What it also makes you think is that you're really quite tired of being lectured by these people, and being told that you can't ask them to pay even 50 per cent tax on annual incomes that are often paid in millions, and that you can't do things because "the markets" won't like it, even though the only things that markets like is things that make them rich. And it makes you think that when a shadow Chancellor gives a long list of apologies that don't sound at all like apologies, and says that his party "didn't regulate the banks toughly enough", that that (although you've never heard the word "toughly") is certainly true, but doesn't begin to do justice to the monster that has been created, and unleashed.
Now, we all live with this monster, which gobbles up jobs, and hopes, and dreams. We all live, as the shadow Chancellor's boss said yesterday, with the "fast buck economy", a "fast buck economy" that seems to be destroying the Western world. We didn't need to. We didn't need to make finance Britain's biggest industry, and Britain's biggest net export. We didn't need to live in a bubble made out of debt. But we did what we did, and the banks did what they did, and the traders did what they did, and here we are.

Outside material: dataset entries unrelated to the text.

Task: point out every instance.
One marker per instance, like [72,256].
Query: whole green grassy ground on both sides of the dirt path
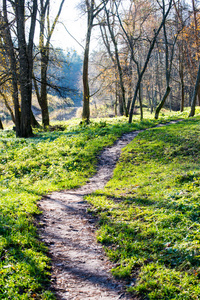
[148,213]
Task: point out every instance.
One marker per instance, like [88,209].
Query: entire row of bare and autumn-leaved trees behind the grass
[148,53]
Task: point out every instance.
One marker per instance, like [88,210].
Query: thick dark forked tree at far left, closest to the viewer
[20,11]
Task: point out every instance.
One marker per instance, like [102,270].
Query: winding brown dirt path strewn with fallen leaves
[80,269]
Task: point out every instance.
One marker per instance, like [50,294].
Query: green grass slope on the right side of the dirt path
[149,213]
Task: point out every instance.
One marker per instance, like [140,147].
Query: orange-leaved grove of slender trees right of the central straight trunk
[162,66]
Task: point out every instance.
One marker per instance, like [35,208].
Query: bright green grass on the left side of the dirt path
[30,168]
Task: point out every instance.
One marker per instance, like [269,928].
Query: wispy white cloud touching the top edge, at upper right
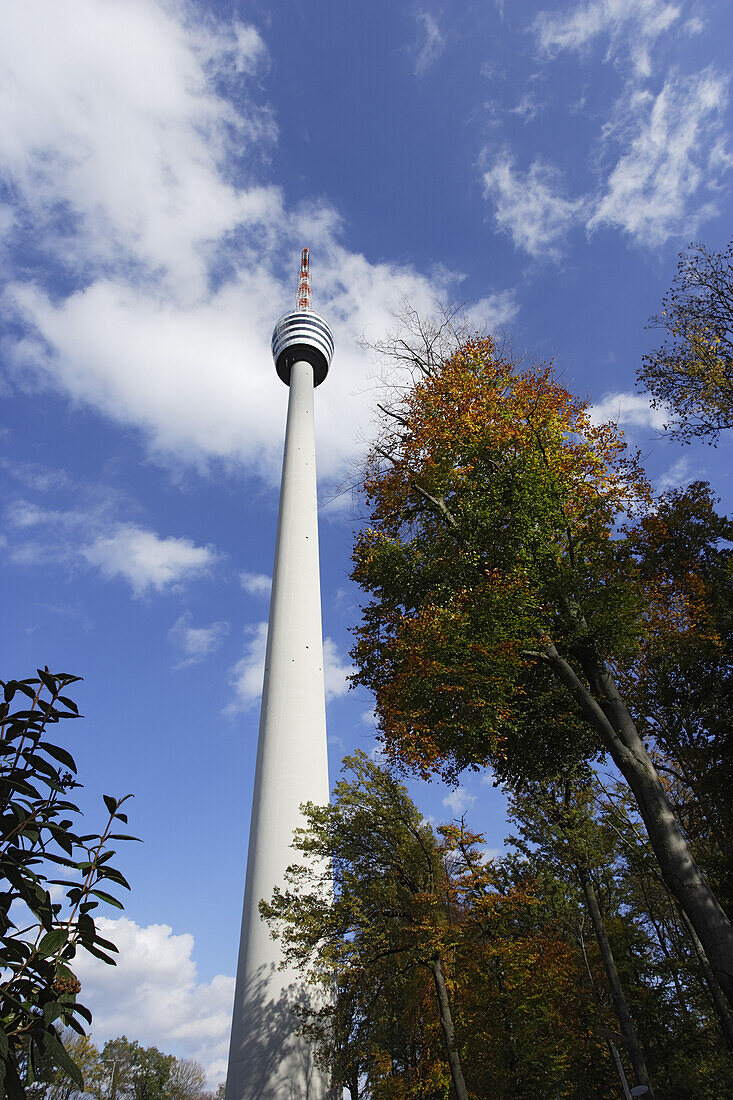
[631,26]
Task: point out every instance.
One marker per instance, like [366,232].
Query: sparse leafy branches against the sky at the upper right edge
[692,375]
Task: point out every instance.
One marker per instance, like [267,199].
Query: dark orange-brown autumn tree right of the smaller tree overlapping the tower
[530,1031]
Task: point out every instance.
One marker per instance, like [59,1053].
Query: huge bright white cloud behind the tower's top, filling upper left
[178,271]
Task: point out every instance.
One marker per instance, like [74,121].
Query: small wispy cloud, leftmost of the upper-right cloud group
[531,208]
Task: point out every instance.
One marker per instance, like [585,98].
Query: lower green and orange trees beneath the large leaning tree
[404,895]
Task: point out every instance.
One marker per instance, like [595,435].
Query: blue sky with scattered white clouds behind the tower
[161,167]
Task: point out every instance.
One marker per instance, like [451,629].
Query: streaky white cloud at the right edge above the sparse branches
[679,152]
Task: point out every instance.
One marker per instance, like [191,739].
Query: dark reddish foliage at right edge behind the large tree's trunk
[682,686]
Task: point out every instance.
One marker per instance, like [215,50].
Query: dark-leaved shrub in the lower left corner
[41,936]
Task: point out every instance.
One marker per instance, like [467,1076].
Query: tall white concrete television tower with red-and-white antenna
[268,1061]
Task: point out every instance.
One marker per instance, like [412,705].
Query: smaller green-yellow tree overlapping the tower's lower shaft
[390,928]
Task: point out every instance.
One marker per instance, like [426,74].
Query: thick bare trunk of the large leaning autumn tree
[605,709]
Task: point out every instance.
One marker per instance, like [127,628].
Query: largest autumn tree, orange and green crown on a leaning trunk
[506,596]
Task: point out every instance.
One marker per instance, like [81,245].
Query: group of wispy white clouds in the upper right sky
[661,158]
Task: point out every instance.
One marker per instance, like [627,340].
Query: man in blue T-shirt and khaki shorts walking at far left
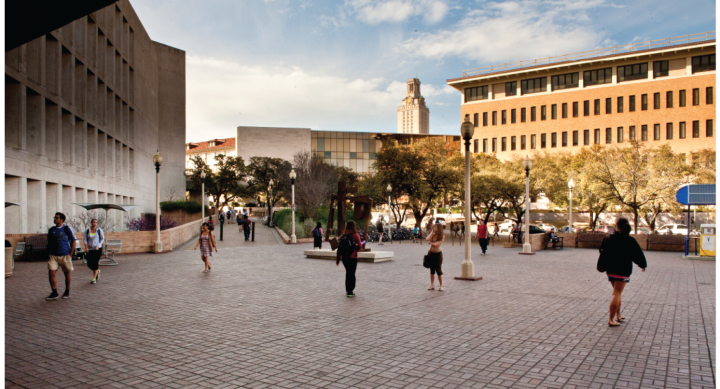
[61,246]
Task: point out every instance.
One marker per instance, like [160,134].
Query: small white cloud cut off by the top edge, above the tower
[394,11]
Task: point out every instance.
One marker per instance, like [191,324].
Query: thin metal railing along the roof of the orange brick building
[630,47]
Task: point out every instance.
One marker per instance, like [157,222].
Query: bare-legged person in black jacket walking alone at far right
[618,252]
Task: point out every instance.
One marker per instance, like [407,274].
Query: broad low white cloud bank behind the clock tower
[223,95]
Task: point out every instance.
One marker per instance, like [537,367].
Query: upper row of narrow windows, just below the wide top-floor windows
[595,107]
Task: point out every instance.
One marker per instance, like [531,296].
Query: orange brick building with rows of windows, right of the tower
[660,92]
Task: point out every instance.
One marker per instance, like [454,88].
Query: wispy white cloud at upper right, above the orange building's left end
[512,31]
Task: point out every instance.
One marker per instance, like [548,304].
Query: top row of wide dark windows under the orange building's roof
[625,73]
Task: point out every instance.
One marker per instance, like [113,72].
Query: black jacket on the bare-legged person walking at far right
[618,252]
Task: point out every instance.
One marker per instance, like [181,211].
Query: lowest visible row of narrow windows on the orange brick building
[589,137]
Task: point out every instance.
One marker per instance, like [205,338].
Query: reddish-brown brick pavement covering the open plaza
[268,318]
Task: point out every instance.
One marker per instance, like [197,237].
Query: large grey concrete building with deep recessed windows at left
[86,107]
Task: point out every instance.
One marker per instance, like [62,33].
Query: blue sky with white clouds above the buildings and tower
[342,65]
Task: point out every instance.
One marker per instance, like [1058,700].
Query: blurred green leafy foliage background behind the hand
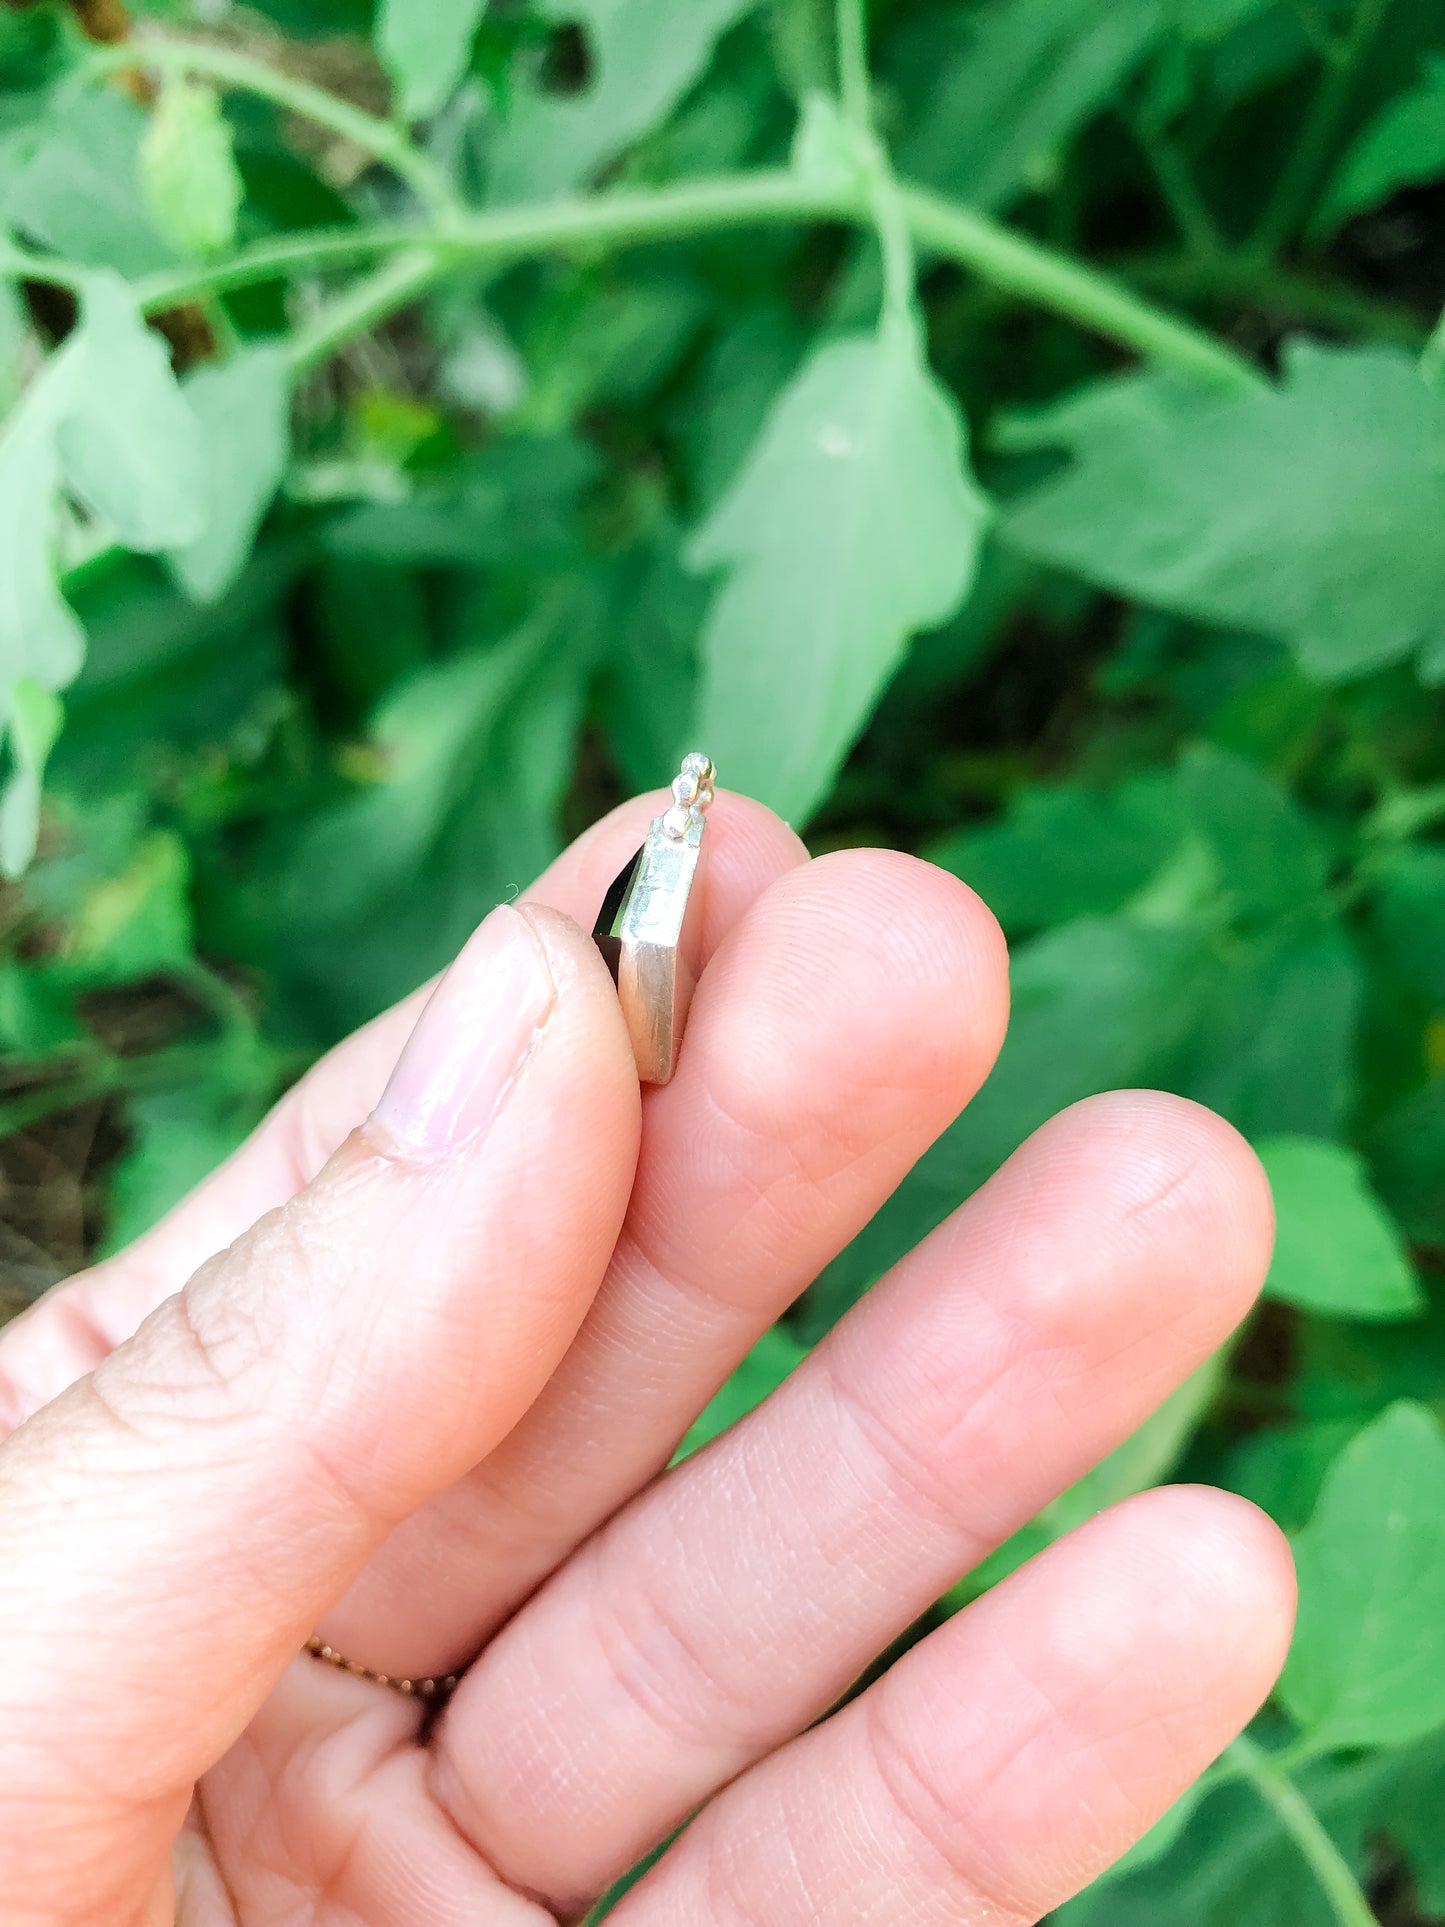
[463,521]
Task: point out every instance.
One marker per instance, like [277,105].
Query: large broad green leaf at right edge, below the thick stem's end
[1311,512]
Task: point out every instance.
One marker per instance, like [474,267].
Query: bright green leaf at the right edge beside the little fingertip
[1369,1658]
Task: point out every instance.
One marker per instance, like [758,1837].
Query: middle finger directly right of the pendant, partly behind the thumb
[839,1030]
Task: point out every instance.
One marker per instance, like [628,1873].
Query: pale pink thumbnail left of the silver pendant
[471,1042]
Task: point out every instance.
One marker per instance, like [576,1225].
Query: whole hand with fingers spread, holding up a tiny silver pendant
[423,1398]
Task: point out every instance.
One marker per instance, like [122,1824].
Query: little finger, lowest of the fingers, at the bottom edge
[1018,1751]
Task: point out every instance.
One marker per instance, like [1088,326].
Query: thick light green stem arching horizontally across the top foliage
[1007,261]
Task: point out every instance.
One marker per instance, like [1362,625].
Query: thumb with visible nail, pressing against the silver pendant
[176,1523]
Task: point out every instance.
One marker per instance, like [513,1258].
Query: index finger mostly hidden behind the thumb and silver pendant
[76,1325]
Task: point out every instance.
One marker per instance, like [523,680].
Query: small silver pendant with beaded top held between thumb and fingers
[648,926]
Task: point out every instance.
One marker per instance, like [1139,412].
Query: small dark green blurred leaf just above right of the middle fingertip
[1068,853]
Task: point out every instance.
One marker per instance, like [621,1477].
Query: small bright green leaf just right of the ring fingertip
[1336,1250]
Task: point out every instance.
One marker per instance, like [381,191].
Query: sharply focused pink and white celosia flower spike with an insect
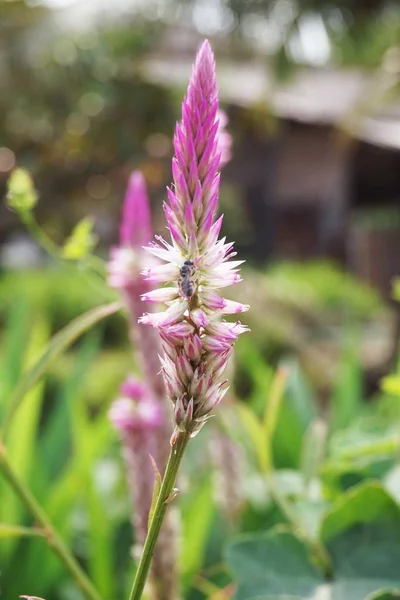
[197,341]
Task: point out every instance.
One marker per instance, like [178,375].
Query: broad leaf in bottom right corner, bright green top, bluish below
[362,532]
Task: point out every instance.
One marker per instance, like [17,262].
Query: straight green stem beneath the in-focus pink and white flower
[160,509]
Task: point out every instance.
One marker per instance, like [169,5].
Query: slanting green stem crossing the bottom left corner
[55,542]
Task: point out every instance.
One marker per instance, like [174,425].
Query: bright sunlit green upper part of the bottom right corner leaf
[364,503]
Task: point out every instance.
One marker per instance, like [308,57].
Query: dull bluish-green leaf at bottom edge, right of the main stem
[274,564]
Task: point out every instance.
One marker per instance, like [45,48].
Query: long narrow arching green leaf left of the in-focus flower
[62,340]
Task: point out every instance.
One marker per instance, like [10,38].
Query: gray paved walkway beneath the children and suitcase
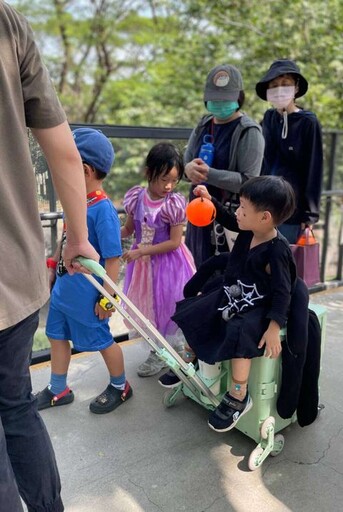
[146,458]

Unlike that "independent trader", I hope that the euro bail-out works. I hope that we don't have another recession, or a depression, or a crash, and I hope that we, and the other countries that have made the same mistakes as us, get the chance to build an economy that's made less of hot air, and more of things you can see and touch. It was Brueghel, by the way – the painter not the think tank – who painted Landscape with the Fall of Icarus. He knew all about flying too close to the sun.